The most recent of these took place about five years ago when a woman who ran a successful catering business called Four Seasons Caterer bought the former John Ducks restaurant in Southampton and made it into a catering hall. She got a letter from the Four Seasons restaurant in Manhattan. They had this “valuable trademark right” from the federal government and said Jean Mackenzie would have to change the name. The trademark right was for that name as it applied to restaurants, and this was just too close, they said.
Jean fretted for a while. Her catering business had a great reputation. She considered changing the name of her business to MacKenzie’s, but finally settled on “Seasons” by itself, which it is today. There may be four of them, and there may be a hotel chain and a piece of classical music mentioning all four, but Seasons has stuck and her place continues as a popular location for weddings, etc.
I was reminded of this the other day when I read that the giant food company Unilever had filed a lawsuit against the company Hampton Creek for calling its mayonnaise-like spread Just Mayo. Unilever’s argument was that they owned Hellmann’s Real Mayonnaise, and Hampton Creek’s product “Just Mayo” should be prevented from using the word “mayo” because, in fact, a product called “mayonnaise” has to contain a certain percentage of eggs and oil as per the 1957 US Food and Drug Administration standard, and Hampton Creek’s product does not. And, as the Unilever lawsuit points out, people associate “mayo” with “mayonnaise,” and they associate “mayonnaise” with “Hellmann’s.”
Furthermore, the label of “Just Mayo” has a drawing on it of a pea from a pea-shooter cracking an egg. That could lead people to think that the product contained eggs, Unilever argues. It doesn’t contain eggs. It contains Canadian yellow peas.
It may have seemed odd to some that the giant maker of a mayonnaise would raise this issue about a tiny competitor, rather than just ask the government to do it, but there it is.
They had not counted on the likes of Hampton Creek founder Josh Tetrick, however.
Tetrick wondered if Unilever sold products using the word “mayonnaise” that did not have eggs or the required percentage of oil. It was easy to find out. All he had to do was Google “Unilever” and “mayonnaise.”
He found plenty and apparently Unilever did, too.

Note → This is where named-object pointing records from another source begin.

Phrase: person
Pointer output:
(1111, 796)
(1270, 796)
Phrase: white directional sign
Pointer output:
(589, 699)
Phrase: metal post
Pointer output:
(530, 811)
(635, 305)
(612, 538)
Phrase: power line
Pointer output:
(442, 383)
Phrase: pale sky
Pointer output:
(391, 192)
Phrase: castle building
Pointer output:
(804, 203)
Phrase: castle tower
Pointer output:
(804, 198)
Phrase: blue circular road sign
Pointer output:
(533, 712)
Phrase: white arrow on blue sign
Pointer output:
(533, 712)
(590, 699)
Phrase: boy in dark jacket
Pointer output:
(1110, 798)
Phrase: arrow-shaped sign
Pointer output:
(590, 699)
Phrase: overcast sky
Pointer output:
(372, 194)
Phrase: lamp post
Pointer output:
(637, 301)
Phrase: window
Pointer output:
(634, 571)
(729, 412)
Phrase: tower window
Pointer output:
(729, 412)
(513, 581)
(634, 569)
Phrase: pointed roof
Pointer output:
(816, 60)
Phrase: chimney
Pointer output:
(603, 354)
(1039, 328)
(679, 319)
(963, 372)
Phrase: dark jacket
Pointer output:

And then, a few days later, while he was on the phone with a public health blogger and lawyer, Michele Simon, a strange thing happened.

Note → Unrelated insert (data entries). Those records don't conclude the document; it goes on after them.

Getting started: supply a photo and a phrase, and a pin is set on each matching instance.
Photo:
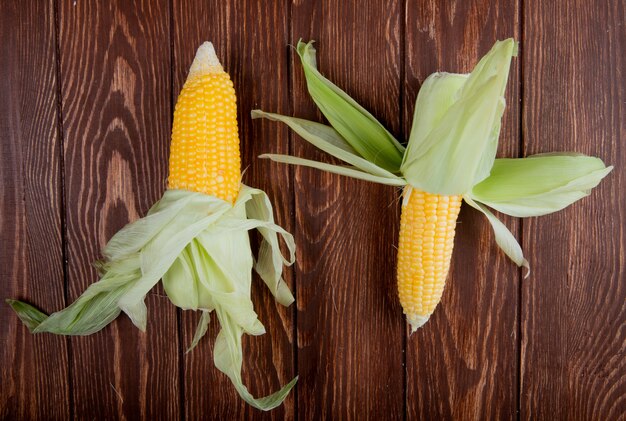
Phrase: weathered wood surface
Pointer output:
(573, 349)
(116, 113)
(88, 92)
(34, 380)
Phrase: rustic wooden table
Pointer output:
(87, 94)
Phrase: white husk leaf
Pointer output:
(199, 245)
(504, 238)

“It was kind of freaky,” Ms. Simon told The New York Times. “I was on the phone with Josh and he was reading something from Hellmann’s website to me—and then it just vanished.”
Unilever was one-by-one changing names, posts, advertising and commentary of their products, such as Hellmann’s Canola Cholesterol-Free Mayonnaise, which were in violation of the FDA standard. In some of them they changed “Mayonnaise” to “Mayonnaise Dressing,” because the phrase “Mayonnaise Dressing” is not covered as one of the things that has to have an egg and a certain percentage of oil in it. They even changed quotes from happy consumers.
“I could taste no difference in the olive oil mayonnaise and I will continue…” became, the Times reported, “I could taste no difference in the olive oil mayonnaise dressing and I will continue…”
Kabam!
Here is a comment about this from Mike Faherty, VP for Foods at Unilever North America.
“Contrast our actions over the last week and Hampton Creek’s,” he said. “They’ve known about their misleading labels for months and done nothing, but the minute we found out there was something misleading on our pages, we took action.”